BP: The Jackelian series was very well received, did you gain by writing this series valuable experience that you were able to use when you created your new series Far-called, of which the first book, In Dark Service will be released this May?

SH: I’d be willing to bet that most authors get a book behind them and think their next novel is going to be even better . . . a more refined work than the last - that their greatest book always lies in front of them. Hopefully I’ll keep on feeling like that until I peg out. I’d like to go like Jack Williamson, still writing well into my nineties.

BP: If you would have to sell In Dark Service with a single sentence how would it go?

SH:  A father on a mission to save his son, and a son on a mission to stay alive as a slave with his friends.

BP: Jackelian ran for 6 volumes, in the announcement of In Dark Service it is mentioned that it is set in a non-Jackelian world. Was it hard for you to part with Jackelian and create a completely new atmosphere?

SH: After six books, I think I was ready for a change. Authors should always be willing to experiment. The alternative is getting stale.

BP: What was for you the hardest part when you were writing In Dark Service?

SH: The hardest part is usually starting out for me. It feels like you’re staring up a mountain slope with a boulder in front of you that needs rolling. You push and push, and then it starts slowly moving.

BP: Besides the hardest part in writing, which chapter or scene did you enjoy writing about the most?

SH: I usually try to stick a BBB at the end (bloody big battle). They’re always the greatest fun to write.

BP: In Dark Service is the first book in a completely new fantasy series called: Far-called, can you tell us a bit more about what this series is about?

SH: It’s about two families – the Carnehans and Landors - stuck in the nub-end of a backward, rural kingdom. Slavers strike the town they live in and carry away all the youngsters to sell. The town mounts a rescue expedition, hampered by the fact that the world, Pellas, is an amazingly large one, and their lost people could be anywhere in it. Those taken have to survive as slaves in a hellish environment. Those in the rescue expedition face their own kind of hell as they track down the missing.

BP: The first book in the Far-called series is set to be released this May, if you were given the chance to retract your book from publishing and make one final change would you do so? If yes, which part and why?

SH: I would probably resist such a temptation. I might look at how the characters have developed over the later novels and retrofit a few small changes in to accommodate what I know now, I guess.
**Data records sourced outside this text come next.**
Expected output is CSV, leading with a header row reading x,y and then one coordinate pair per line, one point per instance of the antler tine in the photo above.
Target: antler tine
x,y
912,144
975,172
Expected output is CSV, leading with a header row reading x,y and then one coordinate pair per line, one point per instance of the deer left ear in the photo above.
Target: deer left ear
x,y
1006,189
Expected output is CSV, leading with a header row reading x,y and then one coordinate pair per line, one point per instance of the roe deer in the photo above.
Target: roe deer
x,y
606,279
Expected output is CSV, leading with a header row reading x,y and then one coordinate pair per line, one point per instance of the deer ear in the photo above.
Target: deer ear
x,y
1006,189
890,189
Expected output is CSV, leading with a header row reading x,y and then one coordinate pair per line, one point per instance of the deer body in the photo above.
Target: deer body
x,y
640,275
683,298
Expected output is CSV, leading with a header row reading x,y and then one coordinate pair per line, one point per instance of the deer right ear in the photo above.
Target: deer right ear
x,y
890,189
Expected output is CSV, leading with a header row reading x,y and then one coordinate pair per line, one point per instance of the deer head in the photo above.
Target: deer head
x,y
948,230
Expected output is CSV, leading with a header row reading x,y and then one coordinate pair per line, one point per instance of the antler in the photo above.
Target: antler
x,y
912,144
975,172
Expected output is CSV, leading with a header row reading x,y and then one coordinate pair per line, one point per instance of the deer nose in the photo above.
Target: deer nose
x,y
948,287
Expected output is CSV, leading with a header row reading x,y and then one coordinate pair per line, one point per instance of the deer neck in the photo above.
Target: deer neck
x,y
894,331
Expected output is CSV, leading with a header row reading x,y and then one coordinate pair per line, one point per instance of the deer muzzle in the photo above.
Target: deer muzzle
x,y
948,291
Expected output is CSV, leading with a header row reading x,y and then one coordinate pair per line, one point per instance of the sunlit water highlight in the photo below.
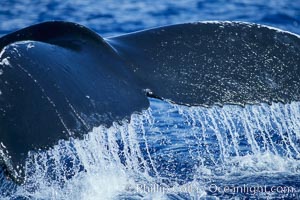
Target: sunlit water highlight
x,y
173,147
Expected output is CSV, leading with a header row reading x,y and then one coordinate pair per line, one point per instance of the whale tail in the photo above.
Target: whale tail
x,y
59,79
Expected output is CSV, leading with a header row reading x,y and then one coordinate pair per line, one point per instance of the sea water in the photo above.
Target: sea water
x,y
168,151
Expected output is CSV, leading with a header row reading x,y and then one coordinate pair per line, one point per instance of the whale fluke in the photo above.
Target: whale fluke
x,y
59,79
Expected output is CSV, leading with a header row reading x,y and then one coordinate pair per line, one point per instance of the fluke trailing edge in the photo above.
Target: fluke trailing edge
x,y
59,79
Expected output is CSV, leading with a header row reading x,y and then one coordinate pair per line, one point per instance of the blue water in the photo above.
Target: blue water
x,y
168,151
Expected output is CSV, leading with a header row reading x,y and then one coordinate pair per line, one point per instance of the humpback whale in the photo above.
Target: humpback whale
x,y
58,80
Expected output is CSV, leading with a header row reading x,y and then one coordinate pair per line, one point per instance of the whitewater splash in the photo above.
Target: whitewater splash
x,y
182,150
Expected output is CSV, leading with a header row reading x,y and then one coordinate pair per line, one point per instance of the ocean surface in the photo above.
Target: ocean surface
x,y
169,151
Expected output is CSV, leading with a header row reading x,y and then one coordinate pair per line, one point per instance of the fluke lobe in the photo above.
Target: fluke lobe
x,y
59,79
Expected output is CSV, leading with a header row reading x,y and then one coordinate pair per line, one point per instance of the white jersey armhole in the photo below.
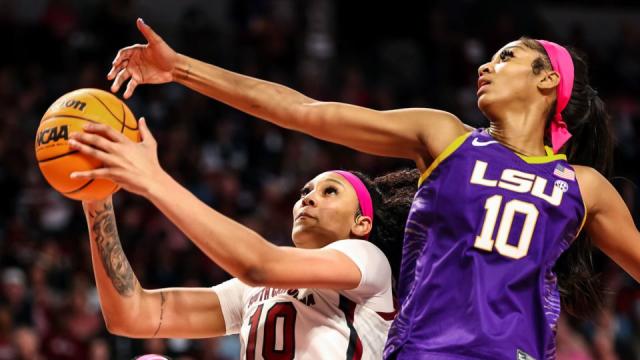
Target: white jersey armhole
x,y
231,296
375,288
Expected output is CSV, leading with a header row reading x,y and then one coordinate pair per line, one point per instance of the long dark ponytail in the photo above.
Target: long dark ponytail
x,y
392,195
591,145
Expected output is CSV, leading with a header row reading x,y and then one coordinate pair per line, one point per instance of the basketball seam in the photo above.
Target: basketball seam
x,y
112,114
124,116
58,156
80,188
70,116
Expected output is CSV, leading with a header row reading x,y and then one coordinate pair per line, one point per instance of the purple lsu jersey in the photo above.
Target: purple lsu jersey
x,y
484,231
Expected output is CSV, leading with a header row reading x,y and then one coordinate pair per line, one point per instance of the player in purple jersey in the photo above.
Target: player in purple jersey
x,y
496,208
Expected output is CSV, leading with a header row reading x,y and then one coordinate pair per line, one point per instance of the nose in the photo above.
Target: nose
x,y
484,69
309,199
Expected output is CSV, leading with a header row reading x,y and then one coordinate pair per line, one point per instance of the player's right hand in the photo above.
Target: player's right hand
x,y
151,63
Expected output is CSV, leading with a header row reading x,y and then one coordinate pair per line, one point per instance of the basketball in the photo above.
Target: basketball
x,y
69,114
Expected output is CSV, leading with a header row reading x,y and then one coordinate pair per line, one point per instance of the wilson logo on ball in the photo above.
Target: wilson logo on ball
x,y
71,103
52,134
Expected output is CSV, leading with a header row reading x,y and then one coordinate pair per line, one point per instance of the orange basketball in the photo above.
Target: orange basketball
x,y
69,114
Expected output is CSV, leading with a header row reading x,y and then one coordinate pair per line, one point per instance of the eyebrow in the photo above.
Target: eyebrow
x,y
335,181
507,48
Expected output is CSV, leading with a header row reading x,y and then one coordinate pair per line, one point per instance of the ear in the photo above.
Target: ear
x,y
549,81
362,226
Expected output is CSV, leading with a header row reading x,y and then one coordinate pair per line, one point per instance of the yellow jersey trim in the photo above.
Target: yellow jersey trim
x,y
543,159
455,144
584,218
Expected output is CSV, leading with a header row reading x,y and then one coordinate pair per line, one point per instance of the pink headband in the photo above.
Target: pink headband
x,y
364,198
562,63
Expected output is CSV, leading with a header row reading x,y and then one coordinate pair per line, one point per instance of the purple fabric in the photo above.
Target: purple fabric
x,y
461,302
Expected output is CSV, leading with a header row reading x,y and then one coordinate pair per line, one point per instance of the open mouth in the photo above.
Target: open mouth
x,y
482,82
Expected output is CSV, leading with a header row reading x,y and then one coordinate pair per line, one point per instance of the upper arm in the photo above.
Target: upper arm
x,y
415,133
289,267
175,313
609,222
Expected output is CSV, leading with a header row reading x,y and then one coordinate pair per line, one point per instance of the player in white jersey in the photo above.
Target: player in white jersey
x,y
329,297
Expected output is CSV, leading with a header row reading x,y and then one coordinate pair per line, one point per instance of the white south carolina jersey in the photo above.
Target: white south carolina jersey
x,y
314,323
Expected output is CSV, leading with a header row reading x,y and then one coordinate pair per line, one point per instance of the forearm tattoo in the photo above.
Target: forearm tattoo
x,y
113,259
162,300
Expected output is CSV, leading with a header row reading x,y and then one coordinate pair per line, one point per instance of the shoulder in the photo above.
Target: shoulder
x,y
592,185
367,256
231,287
356,245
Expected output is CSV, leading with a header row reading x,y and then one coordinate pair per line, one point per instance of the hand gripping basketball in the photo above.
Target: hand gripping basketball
x,y
133,166
67,115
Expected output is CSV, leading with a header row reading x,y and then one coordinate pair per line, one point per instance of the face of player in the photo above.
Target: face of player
x,y
325,212
507,82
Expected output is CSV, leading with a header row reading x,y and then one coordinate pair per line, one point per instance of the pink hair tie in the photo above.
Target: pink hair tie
x,y
562,63
364,198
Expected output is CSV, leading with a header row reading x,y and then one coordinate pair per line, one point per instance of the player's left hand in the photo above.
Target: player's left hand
x,y
133,166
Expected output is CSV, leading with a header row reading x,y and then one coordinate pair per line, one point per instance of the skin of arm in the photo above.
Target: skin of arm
x,y
418,134
245,254
237,249
128,309
609,221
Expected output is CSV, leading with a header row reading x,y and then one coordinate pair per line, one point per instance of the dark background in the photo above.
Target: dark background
x,y
381,55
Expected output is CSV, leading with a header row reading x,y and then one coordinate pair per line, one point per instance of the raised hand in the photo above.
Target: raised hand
x,y
133,166
151,63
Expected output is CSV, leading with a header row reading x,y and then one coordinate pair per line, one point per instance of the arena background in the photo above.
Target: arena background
x,y
385,56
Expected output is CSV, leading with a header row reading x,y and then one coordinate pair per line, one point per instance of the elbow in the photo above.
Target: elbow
x,y
117,326
254,276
BP: have you already mapped out how many volumes the Far-called series will run?

SH: At least two more. After that, we’ll see.

BP: DO you still have any other projects besides Far-called that you would like to pursue in the near future?

SH: I’m currently writing a short story set in another author’s world as part of an anthology. It’s the first time I’ve done something like that – more for fun than anything else, It has to be said.

BP: everyone enjoys science fiction and fantasy in their own way, what do you like most about reading and writing it?

SH: I just want to say one word to you, Benjamin, just one word: plastics. No, actually it would have to be: IMAGINATION. If I’m not receiving it in a novel I’m reading, or generating it in one I’m writing, I’m on the wrong track.

BP: and just lastly, if you would have to give your top five favourite books, which would they be?

SH: For SFF they would be  (1) The Legion of Space by Jack Williamson (2)  First Lensman by E.E. Doc Smith (3) Neuromancer by William Gibson (4) The Return of the King by J.R.R. Tolkien (5) Legend by David Gemmell. I’d have a different list for crime, thrillers, historicals, literary fiction and the other genres I read.

BP: Thank you very much for your time Stephen and good luck with your future writing projects!